Now, eight years later, she was writing to tell me what had happened since then. Examination results at high grades had risen from 8 percent to 65 per cent. The enrollment of pupils had risen from 500 to 1000. Saving the best news to last, she added that she had just been made a Dame of the British Empire – one of the highest honours the Queen can bestow – for her contribution to education. She ended by saying that she just wanted me to know how a single word had changed the school, and her life.

She was a wonderful teacher, and certainly did not need my advice. She would have discovered the answer on her own anyway. But I was never in any doubt that the strategy would succeed, for we all grow to fill other people’s expectations of us. If they are low, we remain small. If they are high, we walk tall.

The idea that each of us has a fixed quantum of intelligence, virtue, academic ability, motivation and drive is absurd. Not all of us can paint like Monet or compose like Mozart. But we each have gifts, capacities, that can lie dormant throughout life until someone awakens them. We can achieve heights of which we never thought ourselves capable. All it takes is for us to meet someone who believes in us, challenges us, and then, when we have responded to the challenge, blesses and celebrates our achievements. That is what Moses did for the Israelites after the sin of the Golden Calf. First he got them to create, and then he blessed them and their creation with one of the simplest and most moving of all blessings, that the Shechinah should dwell in the work of their hands.

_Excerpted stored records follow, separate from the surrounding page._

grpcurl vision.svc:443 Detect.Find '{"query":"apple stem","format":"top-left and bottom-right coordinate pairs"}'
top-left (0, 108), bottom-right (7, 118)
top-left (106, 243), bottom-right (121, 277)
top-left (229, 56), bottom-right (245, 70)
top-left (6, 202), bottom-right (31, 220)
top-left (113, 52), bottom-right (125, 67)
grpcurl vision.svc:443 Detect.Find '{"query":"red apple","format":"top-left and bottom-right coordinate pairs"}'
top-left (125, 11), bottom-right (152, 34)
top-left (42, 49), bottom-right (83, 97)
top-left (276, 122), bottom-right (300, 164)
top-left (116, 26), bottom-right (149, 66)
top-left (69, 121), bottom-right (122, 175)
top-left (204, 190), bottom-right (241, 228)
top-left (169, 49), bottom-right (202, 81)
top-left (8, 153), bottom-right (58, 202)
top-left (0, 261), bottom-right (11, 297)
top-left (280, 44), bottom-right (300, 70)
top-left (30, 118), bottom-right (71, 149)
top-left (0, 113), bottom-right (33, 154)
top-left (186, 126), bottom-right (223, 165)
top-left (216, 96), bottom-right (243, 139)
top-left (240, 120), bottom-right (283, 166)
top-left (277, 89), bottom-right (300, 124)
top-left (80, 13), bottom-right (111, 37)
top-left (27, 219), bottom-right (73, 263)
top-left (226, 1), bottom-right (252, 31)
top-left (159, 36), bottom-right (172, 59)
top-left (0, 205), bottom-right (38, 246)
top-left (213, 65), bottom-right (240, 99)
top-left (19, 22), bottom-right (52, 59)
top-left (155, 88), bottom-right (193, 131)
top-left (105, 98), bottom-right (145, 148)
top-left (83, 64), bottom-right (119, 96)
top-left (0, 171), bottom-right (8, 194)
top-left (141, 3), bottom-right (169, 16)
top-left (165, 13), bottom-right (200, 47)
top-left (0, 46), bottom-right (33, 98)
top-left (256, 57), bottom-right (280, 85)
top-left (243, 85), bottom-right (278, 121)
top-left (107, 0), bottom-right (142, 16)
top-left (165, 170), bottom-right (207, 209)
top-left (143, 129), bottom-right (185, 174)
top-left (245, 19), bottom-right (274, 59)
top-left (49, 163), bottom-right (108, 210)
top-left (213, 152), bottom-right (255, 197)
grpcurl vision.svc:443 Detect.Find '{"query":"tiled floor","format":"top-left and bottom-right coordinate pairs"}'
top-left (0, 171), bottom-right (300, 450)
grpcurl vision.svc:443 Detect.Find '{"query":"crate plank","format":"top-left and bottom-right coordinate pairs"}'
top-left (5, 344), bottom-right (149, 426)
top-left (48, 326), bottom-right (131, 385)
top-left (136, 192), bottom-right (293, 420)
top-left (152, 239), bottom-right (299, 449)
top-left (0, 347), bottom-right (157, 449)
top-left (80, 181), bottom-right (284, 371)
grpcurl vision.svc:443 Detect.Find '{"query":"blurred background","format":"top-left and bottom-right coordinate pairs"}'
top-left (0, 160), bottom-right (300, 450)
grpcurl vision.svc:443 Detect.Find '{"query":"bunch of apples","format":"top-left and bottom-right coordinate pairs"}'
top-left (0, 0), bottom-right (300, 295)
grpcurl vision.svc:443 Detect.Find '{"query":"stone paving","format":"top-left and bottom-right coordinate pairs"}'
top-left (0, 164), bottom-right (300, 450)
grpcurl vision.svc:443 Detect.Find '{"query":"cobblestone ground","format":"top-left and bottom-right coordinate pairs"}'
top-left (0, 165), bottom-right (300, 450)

Celebration is an essential part of motivating. It turned a school around. In an earlier age and in a more sacred context it turned the Israelites around. So celebrate.

When we celebrate the achievements of others, we change lives.

May we be creative in finding meaningful ways to make a difference and then celebrate the ways in which we save lives.  May we challenge each other to try to realize the potential that each of us has to make a unique gift to our world.